A likely agreement to avoid automatic U.S. tax increases and spending cuts will still leave a lot of budget work to be done next year, according to Pacific Investment Management Co. strategist Richard Clarida.
Lawmakers return to Washington today amid a potential thaw in the U.S. fiscal policy dispute, as President Barack Obama and House Speaker John Boehner attempt to make a deal to prevent spending cuts and tax increases from taking effect. Democratic lawmakers and Obama continue to insist that Republicans accept higher tax rates for top earners before they will propose spending cuts.
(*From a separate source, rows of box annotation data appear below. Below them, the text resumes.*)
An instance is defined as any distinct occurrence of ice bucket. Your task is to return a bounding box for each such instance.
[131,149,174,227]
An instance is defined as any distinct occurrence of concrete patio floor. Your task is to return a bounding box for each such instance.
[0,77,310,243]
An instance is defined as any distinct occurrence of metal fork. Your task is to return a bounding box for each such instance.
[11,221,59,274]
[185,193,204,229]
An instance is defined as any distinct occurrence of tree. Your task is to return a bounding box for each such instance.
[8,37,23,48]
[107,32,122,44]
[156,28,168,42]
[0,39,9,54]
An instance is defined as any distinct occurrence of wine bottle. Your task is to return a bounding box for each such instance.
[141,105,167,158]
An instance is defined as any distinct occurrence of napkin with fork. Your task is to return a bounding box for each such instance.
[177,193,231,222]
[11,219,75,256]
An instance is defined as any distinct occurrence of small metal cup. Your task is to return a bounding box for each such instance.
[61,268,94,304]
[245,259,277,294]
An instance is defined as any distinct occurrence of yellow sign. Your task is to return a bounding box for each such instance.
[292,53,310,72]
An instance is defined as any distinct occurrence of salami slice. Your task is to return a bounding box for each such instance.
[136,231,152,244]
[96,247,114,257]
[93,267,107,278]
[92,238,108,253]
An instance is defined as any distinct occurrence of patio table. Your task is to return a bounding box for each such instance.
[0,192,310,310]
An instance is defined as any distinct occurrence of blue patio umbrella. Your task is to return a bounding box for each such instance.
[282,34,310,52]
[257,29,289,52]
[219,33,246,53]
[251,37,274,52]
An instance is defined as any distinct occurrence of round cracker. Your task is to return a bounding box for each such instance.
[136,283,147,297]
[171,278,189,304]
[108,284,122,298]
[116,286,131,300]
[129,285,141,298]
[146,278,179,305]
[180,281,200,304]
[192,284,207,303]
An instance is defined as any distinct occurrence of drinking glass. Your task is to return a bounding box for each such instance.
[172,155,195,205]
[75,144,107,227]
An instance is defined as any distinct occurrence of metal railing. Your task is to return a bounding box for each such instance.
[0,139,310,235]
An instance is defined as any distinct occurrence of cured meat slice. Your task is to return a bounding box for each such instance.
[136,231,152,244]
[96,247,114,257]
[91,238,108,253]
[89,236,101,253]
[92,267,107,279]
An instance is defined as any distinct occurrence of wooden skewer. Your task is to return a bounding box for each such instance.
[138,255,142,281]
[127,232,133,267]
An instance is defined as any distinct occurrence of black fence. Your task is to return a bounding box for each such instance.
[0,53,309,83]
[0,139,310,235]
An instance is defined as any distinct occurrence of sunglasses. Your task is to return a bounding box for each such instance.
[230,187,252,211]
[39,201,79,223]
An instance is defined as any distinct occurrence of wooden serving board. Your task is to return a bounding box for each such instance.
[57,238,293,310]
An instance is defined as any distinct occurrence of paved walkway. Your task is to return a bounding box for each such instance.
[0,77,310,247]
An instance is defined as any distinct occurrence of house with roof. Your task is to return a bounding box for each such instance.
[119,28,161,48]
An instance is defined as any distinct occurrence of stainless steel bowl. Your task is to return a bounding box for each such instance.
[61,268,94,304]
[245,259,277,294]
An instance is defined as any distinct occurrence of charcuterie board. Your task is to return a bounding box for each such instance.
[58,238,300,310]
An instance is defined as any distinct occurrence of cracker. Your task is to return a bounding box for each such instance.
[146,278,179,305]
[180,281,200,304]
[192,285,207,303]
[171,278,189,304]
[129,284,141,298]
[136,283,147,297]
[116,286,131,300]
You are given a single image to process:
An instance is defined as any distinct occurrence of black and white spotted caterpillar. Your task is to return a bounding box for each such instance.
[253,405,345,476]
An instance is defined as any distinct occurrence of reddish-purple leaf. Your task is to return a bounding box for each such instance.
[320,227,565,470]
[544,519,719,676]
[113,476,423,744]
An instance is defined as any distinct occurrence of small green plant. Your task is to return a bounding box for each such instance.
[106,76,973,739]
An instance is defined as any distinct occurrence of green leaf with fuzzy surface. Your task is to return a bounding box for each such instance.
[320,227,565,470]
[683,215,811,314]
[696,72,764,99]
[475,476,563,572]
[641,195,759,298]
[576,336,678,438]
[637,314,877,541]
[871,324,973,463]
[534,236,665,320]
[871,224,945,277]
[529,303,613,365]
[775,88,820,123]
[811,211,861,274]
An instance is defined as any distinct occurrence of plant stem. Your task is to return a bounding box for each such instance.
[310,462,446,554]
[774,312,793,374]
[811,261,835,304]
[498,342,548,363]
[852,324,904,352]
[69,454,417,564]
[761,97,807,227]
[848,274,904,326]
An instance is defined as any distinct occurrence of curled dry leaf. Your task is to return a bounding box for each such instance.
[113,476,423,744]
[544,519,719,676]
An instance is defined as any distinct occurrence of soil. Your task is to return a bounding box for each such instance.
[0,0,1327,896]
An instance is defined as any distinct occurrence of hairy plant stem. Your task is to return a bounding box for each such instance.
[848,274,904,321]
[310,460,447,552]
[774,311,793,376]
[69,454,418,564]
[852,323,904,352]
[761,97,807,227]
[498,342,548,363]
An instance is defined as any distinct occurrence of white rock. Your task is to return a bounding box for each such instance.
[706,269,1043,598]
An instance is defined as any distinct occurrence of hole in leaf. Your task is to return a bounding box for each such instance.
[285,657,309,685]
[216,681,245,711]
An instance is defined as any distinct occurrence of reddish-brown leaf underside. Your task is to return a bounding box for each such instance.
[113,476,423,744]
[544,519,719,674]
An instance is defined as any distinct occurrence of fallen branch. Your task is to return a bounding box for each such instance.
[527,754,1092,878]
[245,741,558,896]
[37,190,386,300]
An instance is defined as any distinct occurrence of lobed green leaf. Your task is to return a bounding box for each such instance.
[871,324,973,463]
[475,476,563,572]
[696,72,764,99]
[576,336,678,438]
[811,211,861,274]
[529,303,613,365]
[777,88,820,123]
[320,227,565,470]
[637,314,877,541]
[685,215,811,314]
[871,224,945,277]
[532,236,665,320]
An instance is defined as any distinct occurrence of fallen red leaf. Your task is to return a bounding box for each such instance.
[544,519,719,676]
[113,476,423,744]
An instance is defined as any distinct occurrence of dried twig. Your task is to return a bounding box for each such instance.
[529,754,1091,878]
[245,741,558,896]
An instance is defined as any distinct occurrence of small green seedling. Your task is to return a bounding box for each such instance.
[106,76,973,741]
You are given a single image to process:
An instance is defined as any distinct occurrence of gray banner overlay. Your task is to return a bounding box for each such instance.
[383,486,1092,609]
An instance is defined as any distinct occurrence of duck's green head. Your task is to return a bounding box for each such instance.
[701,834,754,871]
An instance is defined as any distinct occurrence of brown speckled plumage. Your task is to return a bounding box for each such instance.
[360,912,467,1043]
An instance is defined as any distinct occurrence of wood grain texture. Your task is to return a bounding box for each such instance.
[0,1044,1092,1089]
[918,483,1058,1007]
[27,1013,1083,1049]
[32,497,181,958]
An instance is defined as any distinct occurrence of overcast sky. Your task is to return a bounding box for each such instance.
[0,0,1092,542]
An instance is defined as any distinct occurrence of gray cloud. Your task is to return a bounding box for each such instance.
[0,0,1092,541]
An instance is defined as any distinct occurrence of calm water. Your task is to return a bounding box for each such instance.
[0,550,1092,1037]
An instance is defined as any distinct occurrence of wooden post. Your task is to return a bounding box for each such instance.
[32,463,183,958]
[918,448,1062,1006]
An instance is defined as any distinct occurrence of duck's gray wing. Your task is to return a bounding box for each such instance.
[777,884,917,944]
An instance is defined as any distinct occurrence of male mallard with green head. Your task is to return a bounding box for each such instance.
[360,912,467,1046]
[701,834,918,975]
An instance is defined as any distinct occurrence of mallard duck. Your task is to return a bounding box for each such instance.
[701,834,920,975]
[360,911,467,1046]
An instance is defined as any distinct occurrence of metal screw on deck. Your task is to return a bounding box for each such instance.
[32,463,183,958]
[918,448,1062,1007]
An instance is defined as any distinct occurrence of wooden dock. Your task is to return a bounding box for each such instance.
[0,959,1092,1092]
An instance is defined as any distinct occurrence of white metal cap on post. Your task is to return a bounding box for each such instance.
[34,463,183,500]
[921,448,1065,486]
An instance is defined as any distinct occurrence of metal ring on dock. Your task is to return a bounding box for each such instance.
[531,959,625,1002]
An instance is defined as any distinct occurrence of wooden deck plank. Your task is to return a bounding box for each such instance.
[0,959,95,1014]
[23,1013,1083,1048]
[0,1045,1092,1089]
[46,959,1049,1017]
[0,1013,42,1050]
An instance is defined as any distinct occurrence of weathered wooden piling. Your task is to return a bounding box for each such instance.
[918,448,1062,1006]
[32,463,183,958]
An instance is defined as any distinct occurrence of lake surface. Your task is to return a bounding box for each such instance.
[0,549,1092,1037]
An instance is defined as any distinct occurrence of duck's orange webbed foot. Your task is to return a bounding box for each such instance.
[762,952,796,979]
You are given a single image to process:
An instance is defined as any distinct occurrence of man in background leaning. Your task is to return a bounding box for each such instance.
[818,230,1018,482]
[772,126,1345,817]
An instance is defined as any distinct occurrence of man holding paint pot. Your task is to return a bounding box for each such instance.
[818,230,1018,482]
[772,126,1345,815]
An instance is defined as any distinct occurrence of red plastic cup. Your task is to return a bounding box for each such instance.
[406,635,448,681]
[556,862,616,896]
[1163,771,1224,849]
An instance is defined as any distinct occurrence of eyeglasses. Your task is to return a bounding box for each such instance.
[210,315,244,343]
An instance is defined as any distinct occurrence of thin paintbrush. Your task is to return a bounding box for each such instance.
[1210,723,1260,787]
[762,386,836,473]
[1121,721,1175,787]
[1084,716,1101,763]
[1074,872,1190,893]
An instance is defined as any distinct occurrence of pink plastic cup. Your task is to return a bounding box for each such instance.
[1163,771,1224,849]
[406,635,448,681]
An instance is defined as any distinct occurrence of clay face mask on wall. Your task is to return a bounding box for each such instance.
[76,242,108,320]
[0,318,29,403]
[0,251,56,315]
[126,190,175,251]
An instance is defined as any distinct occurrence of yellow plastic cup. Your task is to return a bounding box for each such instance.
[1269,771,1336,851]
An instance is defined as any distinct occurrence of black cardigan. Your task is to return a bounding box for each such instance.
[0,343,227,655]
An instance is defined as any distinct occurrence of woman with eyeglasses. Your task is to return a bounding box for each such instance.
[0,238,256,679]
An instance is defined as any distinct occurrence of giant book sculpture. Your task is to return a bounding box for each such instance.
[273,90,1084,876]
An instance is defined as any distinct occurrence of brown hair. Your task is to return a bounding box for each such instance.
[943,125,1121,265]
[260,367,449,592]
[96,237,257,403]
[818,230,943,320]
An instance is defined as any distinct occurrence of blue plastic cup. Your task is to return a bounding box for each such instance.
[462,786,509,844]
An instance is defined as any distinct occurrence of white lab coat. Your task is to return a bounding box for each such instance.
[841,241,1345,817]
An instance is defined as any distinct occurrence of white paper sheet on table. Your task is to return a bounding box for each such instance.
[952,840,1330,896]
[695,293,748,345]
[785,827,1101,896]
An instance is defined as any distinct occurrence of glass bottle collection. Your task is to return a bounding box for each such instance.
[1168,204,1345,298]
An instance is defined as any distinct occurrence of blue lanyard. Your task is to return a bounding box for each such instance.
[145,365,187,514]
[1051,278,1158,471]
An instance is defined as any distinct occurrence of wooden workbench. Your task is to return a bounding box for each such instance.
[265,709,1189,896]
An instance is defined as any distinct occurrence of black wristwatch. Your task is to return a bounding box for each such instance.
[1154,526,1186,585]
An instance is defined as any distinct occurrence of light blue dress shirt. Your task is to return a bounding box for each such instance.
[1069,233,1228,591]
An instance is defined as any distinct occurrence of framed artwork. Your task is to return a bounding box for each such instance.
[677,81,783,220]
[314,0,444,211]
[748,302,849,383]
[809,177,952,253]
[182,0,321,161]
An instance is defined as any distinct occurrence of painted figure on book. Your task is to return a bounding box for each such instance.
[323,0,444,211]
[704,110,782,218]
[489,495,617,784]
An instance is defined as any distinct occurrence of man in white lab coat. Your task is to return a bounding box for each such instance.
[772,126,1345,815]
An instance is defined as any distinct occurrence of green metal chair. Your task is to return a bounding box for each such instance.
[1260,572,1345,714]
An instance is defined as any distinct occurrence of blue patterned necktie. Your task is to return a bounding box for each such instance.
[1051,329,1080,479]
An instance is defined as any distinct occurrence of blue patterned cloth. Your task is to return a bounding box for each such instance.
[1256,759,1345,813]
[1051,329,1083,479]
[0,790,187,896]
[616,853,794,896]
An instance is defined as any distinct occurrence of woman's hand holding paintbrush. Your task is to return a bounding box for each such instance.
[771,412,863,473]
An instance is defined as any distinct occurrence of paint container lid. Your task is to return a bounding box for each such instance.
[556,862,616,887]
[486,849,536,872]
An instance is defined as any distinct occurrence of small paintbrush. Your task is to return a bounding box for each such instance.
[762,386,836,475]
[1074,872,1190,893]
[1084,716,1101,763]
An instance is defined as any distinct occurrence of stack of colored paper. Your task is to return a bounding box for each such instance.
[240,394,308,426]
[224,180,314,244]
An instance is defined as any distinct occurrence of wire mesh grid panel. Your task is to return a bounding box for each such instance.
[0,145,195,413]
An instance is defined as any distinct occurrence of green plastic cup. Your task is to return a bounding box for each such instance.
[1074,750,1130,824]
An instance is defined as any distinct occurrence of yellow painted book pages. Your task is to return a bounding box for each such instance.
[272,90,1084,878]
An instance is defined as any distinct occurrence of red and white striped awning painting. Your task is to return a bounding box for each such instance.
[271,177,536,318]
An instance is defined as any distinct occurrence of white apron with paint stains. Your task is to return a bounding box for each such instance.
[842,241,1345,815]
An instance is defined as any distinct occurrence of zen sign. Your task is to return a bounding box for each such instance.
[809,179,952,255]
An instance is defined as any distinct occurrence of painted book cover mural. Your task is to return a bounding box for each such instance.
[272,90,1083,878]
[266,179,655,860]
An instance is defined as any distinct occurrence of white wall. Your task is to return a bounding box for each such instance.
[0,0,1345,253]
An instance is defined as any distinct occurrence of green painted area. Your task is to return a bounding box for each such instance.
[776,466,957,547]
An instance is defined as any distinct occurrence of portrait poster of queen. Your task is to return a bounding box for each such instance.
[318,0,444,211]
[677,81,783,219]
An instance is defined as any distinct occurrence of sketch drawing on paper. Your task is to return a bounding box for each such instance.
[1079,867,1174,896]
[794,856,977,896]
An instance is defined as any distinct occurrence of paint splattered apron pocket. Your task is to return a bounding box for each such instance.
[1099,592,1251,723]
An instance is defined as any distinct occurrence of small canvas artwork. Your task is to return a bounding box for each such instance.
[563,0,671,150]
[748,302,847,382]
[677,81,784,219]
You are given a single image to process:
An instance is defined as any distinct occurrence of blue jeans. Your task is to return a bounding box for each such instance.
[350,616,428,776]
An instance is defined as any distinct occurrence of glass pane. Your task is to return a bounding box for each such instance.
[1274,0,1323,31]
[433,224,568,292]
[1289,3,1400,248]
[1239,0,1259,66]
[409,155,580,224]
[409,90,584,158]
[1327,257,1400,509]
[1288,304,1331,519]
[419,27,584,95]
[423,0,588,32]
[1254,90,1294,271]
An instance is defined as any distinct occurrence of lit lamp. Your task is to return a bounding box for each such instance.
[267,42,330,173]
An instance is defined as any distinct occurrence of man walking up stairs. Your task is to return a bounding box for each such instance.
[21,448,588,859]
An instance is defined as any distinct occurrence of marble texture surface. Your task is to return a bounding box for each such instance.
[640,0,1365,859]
“I think we actually get an agreement before Jan. 1, but there will be a lot of unfinished business, and this will be going on well into 2013,” Clarida said in a television interview on “Bloomberg Surveillance” with Tom Keene and Sara Eisen. “The center of gravity in Washington is to avoid the full hit of the fiscal cliff. This is really a proposal going forward to start to put us on a more austere path, which means if there is austerity, it will be back-loaded to a large extent.”
If nothing changes, the stalemate may lead to a recession in the first half of 2013, according to the Congressional Budget Office. Obama and Boehner are trying to replace the immediate deficit reduction in the so-called fiscal cliff with more gradual tax and spending changes.
“Generalized uncertainty about the fiscal cliff in particular has impacted capital spending this year just because there is uncertainty over the cost of capital,” said Clarida of Pimco, the world’s biggest manager of bonds funds. “If you don’t know what the cost of capital is, it’s hard to make an investment plan. If that were to be resolved, that’s a positive for 2013.”
The Federal Reserve’s debt purchases, known as quantitative easing, kept long term Treasury yields and mortgage rates low, supporting growth, said Clarida, who is also a professor of economics and international affairs at Columbia University.
The Fed begins today a two-day meeting of policy makers. The central bank is expected to increase record accommodation by announcing tomorrow $45 billion in monthly Treasury buying that will push its balance sheet almost to $4 trillion, according to a Bloomberg survey of economists.
What the Fed is doing “is working in an important sense that we’ve avoided deflation, with inflation running at about 2 percent, and we are seeing progress on unemployment,” Clarida said.
The U.S. economy added 146,000 jobs in November, beating economists’ forecast for an 85,000 gain. The unemployment rate fell to 7.7 percent as 320,000 people left the workforce. The jobless rate had stayed above 8 percent since February 2009 until it fell to 7.9 percent in September.